All that is to say the American project is clearly still ongoing. And considering the ruling regime and nearly non-existent opposition, we could use a revival of utopian thinking in culture. More like Ra, more like Ives, more like Abiodun Oyewole, making the sounds of what America could be.
Album of the Week
The most famous utopian musical community is the Deadheads. They’ve been embedded as a free-floating internal culture for decades, a social and musical world that has held on to utopian attitudes with the light touch of stubborn optimism. Their roots go deep and further than the band itself—Mariana Timony sent me this 1967 radio show, Tom Donahue hosting Jerry Garcia and Phil Lesh on KMPX, talking about and spinning blue, soul, pop, rock, and the second movement of Ives’ Fourth Symphony. That’s America.

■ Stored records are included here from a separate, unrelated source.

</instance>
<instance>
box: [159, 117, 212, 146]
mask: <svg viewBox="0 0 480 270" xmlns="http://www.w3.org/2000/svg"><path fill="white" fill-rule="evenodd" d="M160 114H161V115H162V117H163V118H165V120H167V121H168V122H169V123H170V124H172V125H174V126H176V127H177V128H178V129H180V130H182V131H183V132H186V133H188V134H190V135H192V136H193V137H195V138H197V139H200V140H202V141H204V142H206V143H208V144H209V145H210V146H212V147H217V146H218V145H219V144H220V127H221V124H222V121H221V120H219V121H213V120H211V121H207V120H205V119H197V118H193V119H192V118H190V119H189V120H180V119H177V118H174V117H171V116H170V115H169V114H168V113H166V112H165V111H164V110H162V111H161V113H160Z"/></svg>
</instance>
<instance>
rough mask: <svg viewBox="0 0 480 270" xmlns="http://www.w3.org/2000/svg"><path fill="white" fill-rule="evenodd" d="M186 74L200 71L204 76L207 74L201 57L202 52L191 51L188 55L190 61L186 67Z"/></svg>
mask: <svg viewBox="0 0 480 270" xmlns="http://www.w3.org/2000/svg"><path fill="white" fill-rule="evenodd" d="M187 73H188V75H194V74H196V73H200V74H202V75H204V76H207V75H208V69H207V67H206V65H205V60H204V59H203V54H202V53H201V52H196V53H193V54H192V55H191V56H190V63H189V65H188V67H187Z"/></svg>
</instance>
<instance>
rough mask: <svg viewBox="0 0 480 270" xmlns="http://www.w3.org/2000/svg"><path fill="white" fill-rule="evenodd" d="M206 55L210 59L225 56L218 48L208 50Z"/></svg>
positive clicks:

Grateful Dead culture has now produced this wonderful Ives’ album. This are two separate recordings of the monumental Piano Sonata No. 2, “Concord, Mass., 1840-1860.” The backstory is a fascinating tale: Lesh was a deep Ives-head and got Owsley Stanley, the Dead’s sound man and the model for “Kid Charlemagne,” to record a live performance from John Kirkpatrick, one of Ives’ first and most important interpreters, preservers, and scholars. The historical significance speaks for itself.
To this, the Owsley Stanley Foundation has added their own first production, Donald Berman playing the piece live last year (Berman studied under Kirkpatrick and his 2024 recording on Avie is one of the best there is). There’s also the world premiere recording of Concord Legacy:Other Transcendentalists, a set of pieces Berman commissioned. This is an essential Ives recording and just an utterly rich piece of American culture, and the album includes an extensive booklet.
Lesh gets the last word: Ives “was welded into my DNA, ever since I’d heard the [“Concord”] mysteriously appear as background music for one of my finest trips.” Some kind of utopia.